Technology & Science

Australia Puts Meta, TikTok, YouTube and Snapchat on Legal Notice Over Under-16 Ban Non-Compliance

On 31 Mar 2026, Australia’s eSafety Commissioner released the first post-ban compliance report, flagging Facebook, Instagram, Snapchat, TikTok and YouTube for insufficient age-gating and launching investigations that could lead to court action and multimillion-dollar fines by mid-year.

By Underlines Team

Focusing Facts

  1. Since the ban took effect on 10 Dec 2025, platforms have deactivated roughly 5 million Australian accounts belonging to users under 16, the report says.
  2. Platforms found in ‘systemic’ breach face civil penalties of up to A$49.5 million (US$33 million) per offence; enforcement decisions are expected by mid-2026.
  3. A Jan–Feb 2026 pulse survey of 898 parents showed the share of children (8–15) with at least one social account fell from 49.7 % pre-ban to 31.3 % post-ban.

Context

Tech-platform clashes with child-protection law echo past regulatory inflection points: Britain’s 1847 Factory Act cut children’s work hours, and the 1991 US Children’s Television Act curbed ads toward kids—both faced industry push-back yet set global precedents.

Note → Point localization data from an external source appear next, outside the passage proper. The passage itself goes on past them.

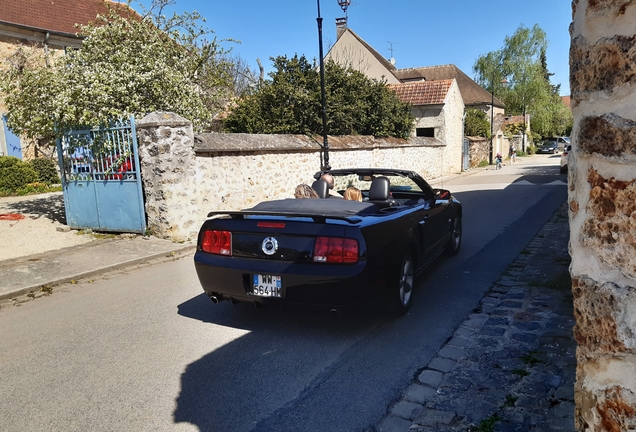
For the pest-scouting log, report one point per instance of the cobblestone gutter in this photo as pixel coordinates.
(510, 366)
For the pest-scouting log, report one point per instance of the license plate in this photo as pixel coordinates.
(267, 286)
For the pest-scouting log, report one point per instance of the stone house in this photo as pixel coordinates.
(40, 27)
(417, 86)
(438, 110)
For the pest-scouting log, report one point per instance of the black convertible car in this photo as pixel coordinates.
(331, 251)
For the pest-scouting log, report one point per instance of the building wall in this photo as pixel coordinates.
(602, 202)
(348, 51)
(187, 176)
(447, 120)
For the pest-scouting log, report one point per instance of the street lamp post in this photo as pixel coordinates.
(492, 117)
(325, 140)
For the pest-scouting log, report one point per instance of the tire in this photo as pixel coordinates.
(402, 289)
(452, 247)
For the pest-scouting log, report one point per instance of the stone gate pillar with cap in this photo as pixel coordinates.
(166, 153)
(602, 201)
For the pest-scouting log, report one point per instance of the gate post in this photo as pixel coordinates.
(167, 159)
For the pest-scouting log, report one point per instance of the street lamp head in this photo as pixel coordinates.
(344, 4)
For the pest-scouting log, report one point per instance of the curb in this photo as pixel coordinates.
(159, 257)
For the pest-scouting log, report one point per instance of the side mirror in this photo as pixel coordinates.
(442, 194)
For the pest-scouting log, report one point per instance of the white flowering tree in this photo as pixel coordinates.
(128, 64)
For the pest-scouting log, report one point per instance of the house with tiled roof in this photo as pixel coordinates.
(473, 95)
(438, 103)
(45, 26)
(437, 106)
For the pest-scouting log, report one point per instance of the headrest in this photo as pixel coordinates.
(321, 187)
(380, 189)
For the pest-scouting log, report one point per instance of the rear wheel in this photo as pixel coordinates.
(452, 247)
(402, 290)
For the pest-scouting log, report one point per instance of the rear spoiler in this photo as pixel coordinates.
(318, 218)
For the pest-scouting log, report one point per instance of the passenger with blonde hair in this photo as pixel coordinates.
(305, 191)
(353, 194)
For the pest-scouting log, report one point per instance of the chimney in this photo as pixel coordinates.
(341, 26)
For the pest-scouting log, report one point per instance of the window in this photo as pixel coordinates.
(428, 132)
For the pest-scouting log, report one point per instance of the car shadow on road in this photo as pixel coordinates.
(265, 366)
(50, 207)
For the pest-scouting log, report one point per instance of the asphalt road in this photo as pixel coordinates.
(146, 350)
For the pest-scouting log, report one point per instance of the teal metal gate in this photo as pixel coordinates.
(101, 179)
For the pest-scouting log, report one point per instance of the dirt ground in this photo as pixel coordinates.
(37, 231)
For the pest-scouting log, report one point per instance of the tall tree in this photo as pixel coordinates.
(522, 63)
(290, 102)
(128, 64)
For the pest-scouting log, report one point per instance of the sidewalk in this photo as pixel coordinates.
(510, 366)
(39, 272)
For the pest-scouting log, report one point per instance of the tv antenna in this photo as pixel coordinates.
(392, 60)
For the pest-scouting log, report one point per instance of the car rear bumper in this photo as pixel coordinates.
(229, 278)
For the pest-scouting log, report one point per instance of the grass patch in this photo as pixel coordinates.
(510, 401)
(98, 236)
(562, 281)
(531, 358)
(563, 260)
(488, 424)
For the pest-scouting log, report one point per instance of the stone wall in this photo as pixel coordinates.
(31, 43)
(602, 201)
(185, 177)
(478, 150)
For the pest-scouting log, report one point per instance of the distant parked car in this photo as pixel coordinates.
(562, 142)
(564, 159)
(547, 147)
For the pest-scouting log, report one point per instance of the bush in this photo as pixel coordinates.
(8, 161)
(16, 176)
(46, 169)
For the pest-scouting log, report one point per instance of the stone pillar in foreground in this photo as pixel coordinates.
(166, 152)
(602, 201)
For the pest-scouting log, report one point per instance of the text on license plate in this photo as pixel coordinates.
(267, 286)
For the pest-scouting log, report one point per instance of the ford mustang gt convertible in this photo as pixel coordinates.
(329, 251)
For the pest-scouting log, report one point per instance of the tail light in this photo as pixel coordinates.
(336, 250)
(217, 242)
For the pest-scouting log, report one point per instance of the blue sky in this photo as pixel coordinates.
(421, 32)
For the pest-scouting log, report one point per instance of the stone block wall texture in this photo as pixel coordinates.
(186, 176)
(602, 201)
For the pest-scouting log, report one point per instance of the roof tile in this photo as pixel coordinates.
(423, 92)
(52, 15)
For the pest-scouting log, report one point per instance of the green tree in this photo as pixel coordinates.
(521, 62)
(290, 102)
(127, 64)
(476, 123)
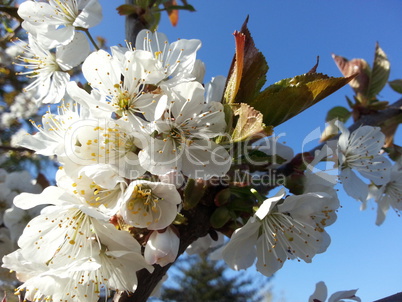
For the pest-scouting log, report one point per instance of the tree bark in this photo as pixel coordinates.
(197, 226)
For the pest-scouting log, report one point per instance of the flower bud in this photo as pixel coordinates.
(162, 248)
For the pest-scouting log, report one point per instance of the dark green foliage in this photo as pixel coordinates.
(203, 280)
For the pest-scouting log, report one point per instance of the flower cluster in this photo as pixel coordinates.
(147, 117)
(144, 140)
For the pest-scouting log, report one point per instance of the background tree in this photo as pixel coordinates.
(201, 279)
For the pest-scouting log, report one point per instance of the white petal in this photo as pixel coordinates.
(353, 185)
(240, 252)
(90, 15)
(269, 203)
(320, 293)
(74, 53)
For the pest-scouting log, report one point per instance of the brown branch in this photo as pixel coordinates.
(197, 226)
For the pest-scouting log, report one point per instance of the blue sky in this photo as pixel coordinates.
(291, 34)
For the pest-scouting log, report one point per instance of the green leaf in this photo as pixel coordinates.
(339, 112)
(182, 7)
(380, 73)
(396, 85)
(287, 98)
(255, 68)
(249, 124)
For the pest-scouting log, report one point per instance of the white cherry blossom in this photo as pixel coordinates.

Australia’s action fits a century-long trend of states expanding duty-of-care expectations, now aimed at algorithmic environments rather than factory floors or TV screens. The investigation tests whether national sovereignty can meaningfully restrain border-free digital giants, a question likely to shape the next 100 years of information governance. Success could embolden Europe, Indonesia, and others to adopt age-based access controls; failure may instead harden a patchwork of symbolic laws that teens easily route around, recalling 1920s Prohibition where legal bans spawned black-market workarounds. Either outcome will inform the evolving norm: are platforms public utilities subject to strict safety rules, or private forums whose users bear the risk?

Perspectives

Australian government officials & supportive national outlets

e.g., The West Australian, France 24Portray the under-16 social-media ban as a world-leading success whose only obstacle is tech giants ‘taking the piss’ by refusing to obey the rules. Have a political incentive to defend their flagship law and shift responsibility; consequently gloss over data showing most teens still online and pending constitutional challenges.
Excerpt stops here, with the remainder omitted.